Since our first house church began, there have been a number of musicians who have been a part of our spiritual family. When we first went on this journey, my wife had been playing guitar for a six or seven years and had led worship in different venues.  Others who had joined us either played instruments or sang, so its fair to say we were a musical bunch.

Over the years the role music has played has shifted and changed. There was a year or two where we played very little music because we were relying on music hold the meeting together and as we realized that we tried not to start every meeting with music. Then there have been worship gatherings where the Holy Spirit has moved powerfully during a time of music and we were all better for it.

The New Testament talks about singing in a gathering surprisingly little. Paul says in Ephesians, “Don’t be drunk with wine, because that will ruin your life. Instead, be filled with the Holy Spirit, singing psalms and hymns and spiritual songs among yourselves, and making music to the Lord in your hearts,” (Ephesians 5:18-19). He says in Colossians 3:16, “Sing psalms and hymns and spiritual songs to God with thankful hearts.” These two verses sum up what the New Testament says about singing when the church gathers together. 

How does this relate to why we do house church?

What Paul is talking about here is a kind of singing that would take place between members of the church and the psalms, hymns, and spiritual songs were a method of Spirit-inspired encouragement for either the entire group or specific individuals.  There is an emphasis in the verses on encouragement and the spontaneity of the Spirit.  In the church over the years this has “evolved” into musical arrangements, choirs, and worship teams, but the New Testament has in view an activity the whole church can participate in.

Yesterday as our house church met, this began to happen. We had sung a few worship songs together that we knew, but at the end of the final song, there was a significant time of spontaneous singing between several of the members our church that wouldn’t be able to happen in a environment with microphones.  One of the sisters began to sing about Jesus as the treasure in the field that we seek and as she sang, the Lord convicted my heart about areas of my heart where Jesus isn’t my treasure.
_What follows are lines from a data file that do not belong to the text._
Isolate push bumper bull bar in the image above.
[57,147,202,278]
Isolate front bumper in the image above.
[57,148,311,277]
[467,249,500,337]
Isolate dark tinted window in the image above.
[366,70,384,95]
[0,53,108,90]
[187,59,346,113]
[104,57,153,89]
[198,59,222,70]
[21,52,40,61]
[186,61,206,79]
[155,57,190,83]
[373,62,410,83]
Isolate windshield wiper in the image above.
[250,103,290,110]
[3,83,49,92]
I was built up and challenged because of the spiritual song of another member of our body.

It’s not that this kind of activity can’t happen in larger churches. It’s just that the larger the group you have, the harder it becomes for this to be a ministry of an entire body and not just the ministry of a select few.  This kind of thing can happen in small groups as well, but many small groups don’t see worship as their focus.  House churches have the time, the focus, and the right size of group for brothers and sisters to sing to each other and encourage each other as an outflow of being filled by the Holy Spirit.

It’s yet another reason we planted a house church.